Function-form shortcut
For quick experiments, skip the class:
from horizon import strategy, Signal
from horizon.asset_classes import Equity
from horizon.features import Zscore
@strategy(name="quick_mr", asset_classes=[Equity], features={"z": Zscore(20)})
def quick_mr(f, universe):
return [
Signal.from_score(m, score=-f.z[m.id], edge_per_stdev=15)
for m in universe if abs(f.z[m.id]) > 2
]
Works exactly like a class. Pass it to hz.run(strategies=[quick_mr]).
Running multiple strategies
Pass a list. All signals go into the same signal store and the sizer sees them together:
hz.run(
strategies=[
MyMeanReversion(),
TSMomentum(lookback=20),
BollingerMeanRev(window=15),
],
portfolio=KellyOptimizer(kelly_fraction=0.25),
...
)
If two strategies disagree on the same market (one says long, one says short), the sizer sees both signals and the net target will be small or zero. If they agree, the target is larger.

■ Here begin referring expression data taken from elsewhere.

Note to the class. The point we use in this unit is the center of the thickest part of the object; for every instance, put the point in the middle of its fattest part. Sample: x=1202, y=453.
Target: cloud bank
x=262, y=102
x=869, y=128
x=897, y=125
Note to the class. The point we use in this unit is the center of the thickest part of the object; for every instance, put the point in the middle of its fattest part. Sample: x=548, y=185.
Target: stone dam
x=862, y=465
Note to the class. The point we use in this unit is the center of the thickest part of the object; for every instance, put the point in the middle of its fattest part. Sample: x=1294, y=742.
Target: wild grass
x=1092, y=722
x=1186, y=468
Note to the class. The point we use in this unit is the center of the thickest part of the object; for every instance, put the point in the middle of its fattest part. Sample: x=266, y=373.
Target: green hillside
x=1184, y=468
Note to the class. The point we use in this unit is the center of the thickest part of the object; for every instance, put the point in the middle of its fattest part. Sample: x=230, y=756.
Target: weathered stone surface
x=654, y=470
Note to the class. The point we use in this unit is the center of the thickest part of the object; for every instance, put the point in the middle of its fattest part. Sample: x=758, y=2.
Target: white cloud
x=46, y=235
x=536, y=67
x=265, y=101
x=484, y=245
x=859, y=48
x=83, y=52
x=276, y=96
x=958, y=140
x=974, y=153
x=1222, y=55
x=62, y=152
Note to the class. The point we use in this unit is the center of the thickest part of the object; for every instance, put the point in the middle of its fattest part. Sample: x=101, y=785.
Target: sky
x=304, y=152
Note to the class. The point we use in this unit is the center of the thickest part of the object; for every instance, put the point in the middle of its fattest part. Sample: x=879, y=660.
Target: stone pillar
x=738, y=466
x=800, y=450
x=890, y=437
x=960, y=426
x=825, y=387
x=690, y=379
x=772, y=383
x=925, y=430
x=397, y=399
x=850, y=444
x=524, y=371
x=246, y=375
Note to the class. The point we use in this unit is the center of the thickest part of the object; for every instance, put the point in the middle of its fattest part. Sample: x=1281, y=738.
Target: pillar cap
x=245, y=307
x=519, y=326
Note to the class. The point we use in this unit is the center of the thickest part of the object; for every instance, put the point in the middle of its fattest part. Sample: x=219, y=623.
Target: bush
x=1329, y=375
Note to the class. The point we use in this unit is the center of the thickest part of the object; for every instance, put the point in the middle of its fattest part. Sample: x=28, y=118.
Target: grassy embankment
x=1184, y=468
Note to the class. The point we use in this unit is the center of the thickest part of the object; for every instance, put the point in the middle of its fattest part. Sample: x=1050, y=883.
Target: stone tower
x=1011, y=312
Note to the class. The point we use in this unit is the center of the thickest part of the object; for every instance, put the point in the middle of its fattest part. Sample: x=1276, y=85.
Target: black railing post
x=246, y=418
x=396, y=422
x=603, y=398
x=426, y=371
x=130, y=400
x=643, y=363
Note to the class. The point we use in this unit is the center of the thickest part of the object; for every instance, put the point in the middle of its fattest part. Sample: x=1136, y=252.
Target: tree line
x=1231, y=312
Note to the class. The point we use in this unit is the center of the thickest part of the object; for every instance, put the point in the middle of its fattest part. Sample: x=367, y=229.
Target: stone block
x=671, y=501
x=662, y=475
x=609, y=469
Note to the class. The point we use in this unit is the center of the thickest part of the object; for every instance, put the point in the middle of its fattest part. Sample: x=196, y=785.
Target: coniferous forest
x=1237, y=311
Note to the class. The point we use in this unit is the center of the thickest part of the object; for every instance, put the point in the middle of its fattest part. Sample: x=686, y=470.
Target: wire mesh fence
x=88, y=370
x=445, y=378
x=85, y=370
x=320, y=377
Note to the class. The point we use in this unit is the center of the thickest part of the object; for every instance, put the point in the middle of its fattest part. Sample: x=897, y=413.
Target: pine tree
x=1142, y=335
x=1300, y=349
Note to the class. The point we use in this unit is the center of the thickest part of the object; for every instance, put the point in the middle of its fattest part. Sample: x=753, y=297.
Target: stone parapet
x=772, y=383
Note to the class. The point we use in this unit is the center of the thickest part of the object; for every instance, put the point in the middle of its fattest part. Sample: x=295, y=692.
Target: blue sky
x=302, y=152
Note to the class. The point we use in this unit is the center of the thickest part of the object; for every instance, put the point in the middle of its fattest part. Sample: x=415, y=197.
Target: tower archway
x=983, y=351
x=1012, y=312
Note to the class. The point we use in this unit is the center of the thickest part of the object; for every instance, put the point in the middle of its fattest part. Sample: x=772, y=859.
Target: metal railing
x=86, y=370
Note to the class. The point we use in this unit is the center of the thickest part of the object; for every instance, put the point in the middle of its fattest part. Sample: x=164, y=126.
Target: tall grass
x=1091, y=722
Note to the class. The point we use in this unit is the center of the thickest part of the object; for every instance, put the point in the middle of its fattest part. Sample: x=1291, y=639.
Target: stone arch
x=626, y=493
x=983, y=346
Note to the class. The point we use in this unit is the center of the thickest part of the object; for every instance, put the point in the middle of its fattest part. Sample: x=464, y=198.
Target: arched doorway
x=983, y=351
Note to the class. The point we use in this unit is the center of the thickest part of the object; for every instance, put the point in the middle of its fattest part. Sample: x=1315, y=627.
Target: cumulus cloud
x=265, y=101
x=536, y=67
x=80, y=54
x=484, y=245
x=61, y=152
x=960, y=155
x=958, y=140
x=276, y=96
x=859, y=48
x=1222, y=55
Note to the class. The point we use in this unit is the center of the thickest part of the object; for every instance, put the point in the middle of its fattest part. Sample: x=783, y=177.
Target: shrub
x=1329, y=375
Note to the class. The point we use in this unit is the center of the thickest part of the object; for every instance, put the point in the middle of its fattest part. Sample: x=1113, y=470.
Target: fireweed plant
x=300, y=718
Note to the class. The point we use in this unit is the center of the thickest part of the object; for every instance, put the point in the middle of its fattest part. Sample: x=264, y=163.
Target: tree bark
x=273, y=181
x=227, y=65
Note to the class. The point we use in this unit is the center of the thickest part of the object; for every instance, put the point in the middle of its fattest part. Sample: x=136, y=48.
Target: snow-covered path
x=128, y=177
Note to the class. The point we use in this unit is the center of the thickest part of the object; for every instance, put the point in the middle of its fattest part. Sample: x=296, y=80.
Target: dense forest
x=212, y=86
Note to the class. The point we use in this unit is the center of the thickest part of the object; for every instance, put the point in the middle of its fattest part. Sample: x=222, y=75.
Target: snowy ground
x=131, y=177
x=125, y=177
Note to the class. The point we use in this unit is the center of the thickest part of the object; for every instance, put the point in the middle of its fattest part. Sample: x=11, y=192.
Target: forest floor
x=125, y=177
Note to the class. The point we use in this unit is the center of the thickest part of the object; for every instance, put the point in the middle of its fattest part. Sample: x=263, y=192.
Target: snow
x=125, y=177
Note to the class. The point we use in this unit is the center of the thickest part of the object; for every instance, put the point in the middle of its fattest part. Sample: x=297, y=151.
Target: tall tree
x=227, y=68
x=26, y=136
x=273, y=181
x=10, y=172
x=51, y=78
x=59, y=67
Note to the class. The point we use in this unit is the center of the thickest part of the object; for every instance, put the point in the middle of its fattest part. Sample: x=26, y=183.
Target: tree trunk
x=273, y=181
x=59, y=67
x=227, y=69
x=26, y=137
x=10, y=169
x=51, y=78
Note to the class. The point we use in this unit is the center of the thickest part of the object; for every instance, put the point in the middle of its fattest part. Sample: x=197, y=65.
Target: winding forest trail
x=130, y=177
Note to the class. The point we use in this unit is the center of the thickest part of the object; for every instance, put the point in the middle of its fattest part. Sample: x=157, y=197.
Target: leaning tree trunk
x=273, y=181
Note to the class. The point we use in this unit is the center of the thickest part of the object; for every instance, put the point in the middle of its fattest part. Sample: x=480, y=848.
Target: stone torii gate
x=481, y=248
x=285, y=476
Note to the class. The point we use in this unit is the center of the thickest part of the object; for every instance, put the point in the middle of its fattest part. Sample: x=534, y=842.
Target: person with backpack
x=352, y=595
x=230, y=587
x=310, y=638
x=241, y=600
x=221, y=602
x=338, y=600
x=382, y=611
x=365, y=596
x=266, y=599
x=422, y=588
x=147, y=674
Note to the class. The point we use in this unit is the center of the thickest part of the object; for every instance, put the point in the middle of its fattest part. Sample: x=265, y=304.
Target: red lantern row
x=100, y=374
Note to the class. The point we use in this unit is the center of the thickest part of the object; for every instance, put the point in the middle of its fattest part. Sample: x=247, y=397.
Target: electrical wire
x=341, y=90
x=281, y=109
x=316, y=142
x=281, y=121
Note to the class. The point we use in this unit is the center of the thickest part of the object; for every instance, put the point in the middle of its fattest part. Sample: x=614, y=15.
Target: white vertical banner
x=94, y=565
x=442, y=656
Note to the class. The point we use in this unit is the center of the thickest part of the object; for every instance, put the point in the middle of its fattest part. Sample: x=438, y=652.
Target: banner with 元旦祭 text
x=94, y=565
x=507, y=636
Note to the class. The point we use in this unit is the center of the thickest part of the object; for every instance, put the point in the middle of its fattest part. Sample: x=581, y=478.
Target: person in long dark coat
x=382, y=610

For weighted composition, use Ensemble.
Two ways to use Horizon
Pipeline mode (hz.run()): you write a strategy, pick a sizer, set risk config. The pipeline handles everything. This is the main way to use Horizon.
result = hz.run(
mode="backtest",
strategies=[MyStrategy()],
portfolio=KellyOptimizer(kelly_fraction=0.25),
risk=RiskProfile.moderate(),
...
)
Imperative mode (hz.connect()): you place orders manually. No strategy, no signals, no optimizer. Just buy/sell/flatten. Good for notebooks, one-off trades, or when you want full control.
with hz.connect("paper", initial_cash_usd=100_000) as ex:
ex.buy("AAPL", qty=10, limit=185.0)
ex.sell("AAPL", qty=5, market=True)
print(ex.positions())
print(ex.balance())
ex.flatten_all()
See the Manual Orders code-along for the full walkthrough.
Testing
result = hz.run(
mode="backtest",
strategies=[MyStrategy()],
asset_classes=[Equity],
universe=StaticUniverse([Market(id="AAPL", asset_class=AssetClass.Equity)]),
data_source=SyntheticGBM(["AAPL"], n_bars=200, seed=42),
backtest=hz.BacktestConfig(initial_cash_usd=100_000),
)
assert result.n_trades > 0
assert result.max_drawdown < 0.30
Seeded data = deterministic = assertable.